A series of innovations in the late 20th and early 21st century revitalized interest in the field of people being lifted by kites for recreation. The growth of water skiing especially led to the idea of adding a kite, so that the skier could take off and fly.

From the late 1950s, flat kites began to be used to propel the skier, while other kites were fitted with seats on the line pulled by a motorboat. The skier was able to marginally control these unstable flat kites by using swing seats that allowed their entire body weight to effect pitch and roll.

Through the 1960s the Rogallo wing was developed and many early types such as Australian John Dickenson in Australia Bill Bennett's Delta Wing series were developed as manned kites. John Worth adopted the cable-stayed triangle control frame at several scales in stiffened Rogallo wing kite glider and powered versions. John Dickenson used a tow boat to kite himself in his adaptation of the Ryan flexible-wing craft, a version of the stiffened Rogallo-wing kite in September 1963. Dickenson's designs for man-lifting kites and gliders earned him several awards, with some organizations calling him the inventor of the modern hang glider. Fellow Australian Bill Bennett continued to develop and sell his Delta Wing series through the 1970s.
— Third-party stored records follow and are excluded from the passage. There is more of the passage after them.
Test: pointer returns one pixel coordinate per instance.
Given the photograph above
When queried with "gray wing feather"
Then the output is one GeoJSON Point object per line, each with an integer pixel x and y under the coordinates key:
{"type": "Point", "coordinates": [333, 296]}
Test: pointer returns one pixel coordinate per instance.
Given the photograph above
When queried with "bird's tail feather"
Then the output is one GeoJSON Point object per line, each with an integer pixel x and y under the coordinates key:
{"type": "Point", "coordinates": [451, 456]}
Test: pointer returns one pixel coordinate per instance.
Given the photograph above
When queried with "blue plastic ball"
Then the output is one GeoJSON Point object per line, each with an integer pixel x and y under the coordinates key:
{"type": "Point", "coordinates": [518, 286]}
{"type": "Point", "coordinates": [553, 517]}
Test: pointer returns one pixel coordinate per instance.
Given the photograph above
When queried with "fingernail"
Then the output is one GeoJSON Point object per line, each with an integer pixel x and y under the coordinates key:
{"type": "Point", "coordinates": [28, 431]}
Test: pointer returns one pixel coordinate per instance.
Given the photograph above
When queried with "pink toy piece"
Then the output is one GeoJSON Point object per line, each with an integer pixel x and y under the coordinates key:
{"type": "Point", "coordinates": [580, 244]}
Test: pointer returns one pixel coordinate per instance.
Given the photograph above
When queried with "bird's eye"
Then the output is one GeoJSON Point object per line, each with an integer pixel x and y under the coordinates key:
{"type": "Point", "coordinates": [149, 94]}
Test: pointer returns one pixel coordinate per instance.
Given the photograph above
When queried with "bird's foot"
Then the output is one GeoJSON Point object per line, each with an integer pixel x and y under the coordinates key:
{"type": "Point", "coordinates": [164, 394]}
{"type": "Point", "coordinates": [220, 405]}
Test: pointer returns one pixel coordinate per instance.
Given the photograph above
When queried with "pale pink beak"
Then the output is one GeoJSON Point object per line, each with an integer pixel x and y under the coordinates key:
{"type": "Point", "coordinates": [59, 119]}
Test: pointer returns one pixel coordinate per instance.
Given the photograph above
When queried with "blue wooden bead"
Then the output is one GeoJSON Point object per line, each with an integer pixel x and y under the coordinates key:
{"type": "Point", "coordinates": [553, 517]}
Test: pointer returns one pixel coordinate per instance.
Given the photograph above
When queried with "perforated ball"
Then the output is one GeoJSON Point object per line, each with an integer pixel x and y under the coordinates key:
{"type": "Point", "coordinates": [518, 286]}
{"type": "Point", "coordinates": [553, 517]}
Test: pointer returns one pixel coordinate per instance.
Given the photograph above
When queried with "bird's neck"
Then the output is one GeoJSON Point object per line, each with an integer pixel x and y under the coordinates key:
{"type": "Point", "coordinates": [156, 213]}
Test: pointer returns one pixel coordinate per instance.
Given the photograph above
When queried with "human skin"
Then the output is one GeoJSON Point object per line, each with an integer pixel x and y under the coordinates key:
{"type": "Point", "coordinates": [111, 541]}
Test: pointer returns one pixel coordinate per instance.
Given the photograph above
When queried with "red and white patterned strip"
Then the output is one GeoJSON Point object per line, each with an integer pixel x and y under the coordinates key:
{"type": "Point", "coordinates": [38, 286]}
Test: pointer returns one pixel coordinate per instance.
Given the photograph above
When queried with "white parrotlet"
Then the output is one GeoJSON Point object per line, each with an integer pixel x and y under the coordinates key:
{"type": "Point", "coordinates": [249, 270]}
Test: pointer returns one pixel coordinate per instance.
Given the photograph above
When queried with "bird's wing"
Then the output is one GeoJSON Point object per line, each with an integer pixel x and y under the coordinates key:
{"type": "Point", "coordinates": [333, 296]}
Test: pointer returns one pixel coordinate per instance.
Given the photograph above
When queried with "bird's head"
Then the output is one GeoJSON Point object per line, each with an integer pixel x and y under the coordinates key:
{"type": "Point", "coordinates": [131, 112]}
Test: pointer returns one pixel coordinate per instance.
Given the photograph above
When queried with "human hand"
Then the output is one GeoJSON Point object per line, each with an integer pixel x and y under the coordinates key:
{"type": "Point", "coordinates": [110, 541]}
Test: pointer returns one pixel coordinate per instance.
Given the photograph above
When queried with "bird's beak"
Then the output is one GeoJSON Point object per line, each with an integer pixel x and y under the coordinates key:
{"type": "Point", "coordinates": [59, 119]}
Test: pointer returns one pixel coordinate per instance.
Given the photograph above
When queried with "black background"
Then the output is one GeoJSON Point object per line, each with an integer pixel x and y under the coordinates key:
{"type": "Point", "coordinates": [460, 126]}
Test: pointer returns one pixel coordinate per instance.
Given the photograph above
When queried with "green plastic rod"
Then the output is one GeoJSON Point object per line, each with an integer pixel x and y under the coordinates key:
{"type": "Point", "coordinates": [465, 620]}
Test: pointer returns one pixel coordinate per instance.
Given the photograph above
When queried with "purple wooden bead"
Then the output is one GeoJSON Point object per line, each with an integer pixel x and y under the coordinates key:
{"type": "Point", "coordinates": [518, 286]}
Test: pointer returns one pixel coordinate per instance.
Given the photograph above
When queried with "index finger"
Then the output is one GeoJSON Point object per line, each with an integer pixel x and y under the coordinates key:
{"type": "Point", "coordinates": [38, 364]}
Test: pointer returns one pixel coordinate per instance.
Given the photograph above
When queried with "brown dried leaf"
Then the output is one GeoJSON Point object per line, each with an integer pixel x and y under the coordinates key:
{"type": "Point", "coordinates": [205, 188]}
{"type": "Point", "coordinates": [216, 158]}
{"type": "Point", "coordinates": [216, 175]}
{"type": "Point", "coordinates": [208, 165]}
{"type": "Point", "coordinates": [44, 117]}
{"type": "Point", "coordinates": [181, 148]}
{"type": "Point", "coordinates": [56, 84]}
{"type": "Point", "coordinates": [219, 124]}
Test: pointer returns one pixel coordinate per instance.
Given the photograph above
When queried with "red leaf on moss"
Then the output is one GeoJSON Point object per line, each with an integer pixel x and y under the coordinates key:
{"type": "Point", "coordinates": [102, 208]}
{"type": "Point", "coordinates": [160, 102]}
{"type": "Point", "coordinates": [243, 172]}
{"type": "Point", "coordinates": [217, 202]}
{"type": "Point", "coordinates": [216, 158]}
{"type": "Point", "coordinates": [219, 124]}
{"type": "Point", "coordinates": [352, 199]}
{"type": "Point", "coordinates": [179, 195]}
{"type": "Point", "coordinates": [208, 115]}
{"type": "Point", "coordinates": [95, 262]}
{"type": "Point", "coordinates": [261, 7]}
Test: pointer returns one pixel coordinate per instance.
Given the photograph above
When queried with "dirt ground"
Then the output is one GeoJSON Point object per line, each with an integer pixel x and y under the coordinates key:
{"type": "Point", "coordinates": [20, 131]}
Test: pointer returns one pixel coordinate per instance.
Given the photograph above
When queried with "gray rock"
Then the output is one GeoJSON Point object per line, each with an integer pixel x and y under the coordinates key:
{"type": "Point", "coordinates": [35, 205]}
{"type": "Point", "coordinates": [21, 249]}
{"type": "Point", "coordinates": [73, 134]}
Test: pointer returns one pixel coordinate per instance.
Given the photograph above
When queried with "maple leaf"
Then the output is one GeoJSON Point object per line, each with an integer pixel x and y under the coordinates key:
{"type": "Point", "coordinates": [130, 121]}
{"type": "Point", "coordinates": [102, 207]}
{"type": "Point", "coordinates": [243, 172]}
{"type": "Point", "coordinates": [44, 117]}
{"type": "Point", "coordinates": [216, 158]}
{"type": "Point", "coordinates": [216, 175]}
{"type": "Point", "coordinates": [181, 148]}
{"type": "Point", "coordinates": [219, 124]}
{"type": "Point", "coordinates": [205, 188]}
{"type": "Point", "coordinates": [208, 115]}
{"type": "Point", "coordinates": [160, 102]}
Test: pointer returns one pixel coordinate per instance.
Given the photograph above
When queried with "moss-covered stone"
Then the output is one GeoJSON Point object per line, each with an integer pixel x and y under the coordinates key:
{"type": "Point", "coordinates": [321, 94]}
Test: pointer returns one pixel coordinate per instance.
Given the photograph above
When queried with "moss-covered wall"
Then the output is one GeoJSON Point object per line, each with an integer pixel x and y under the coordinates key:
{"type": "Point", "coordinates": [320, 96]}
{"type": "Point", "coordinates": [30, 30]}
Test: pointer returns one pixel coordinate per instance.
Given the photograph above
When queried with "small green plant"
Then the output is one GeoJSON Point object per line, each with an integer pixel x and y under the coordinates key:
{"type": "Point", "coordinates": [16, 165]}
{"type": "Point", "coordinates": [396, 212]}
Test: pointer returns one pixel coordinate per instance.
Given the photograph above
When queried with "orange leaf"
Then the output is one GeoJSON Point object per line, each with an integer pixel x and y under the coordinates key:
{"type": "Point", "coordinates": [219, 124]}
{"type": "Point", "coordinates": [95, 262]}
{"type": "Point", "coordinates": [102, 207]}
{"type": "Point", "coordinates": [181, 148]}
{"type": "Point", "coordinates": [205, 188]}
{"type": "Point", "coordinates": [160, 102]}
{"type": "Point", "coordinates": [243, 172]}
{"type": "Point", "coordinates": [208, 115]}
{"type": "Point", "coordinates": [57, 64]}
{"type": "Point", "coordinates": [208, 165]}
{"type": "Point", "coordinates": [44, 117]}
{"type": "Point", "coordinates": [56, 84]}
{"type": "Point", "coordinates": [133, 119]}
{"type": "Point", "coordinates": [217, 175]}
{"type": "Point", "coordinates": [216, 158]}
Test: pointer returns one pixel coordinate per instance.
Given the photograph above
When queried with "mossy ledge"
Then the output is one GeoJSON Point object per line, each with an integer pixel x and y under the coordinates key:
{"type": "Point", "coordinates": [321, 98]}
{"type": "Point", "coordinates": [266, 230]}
The invention of the parafoil kite in 1964 and gradual adoption further enabled kites in watersports, as parafoil sails provide tremendous lift and can be controlled as a multiline kite. Parachute-powered kiteboarding or kitesurfing spread around the world as a sport by the 1970s. Over the next two decades, parafoils were increasingly seen alongside parachutes, and single line lift systems were replaced with steerable multi-line configurations.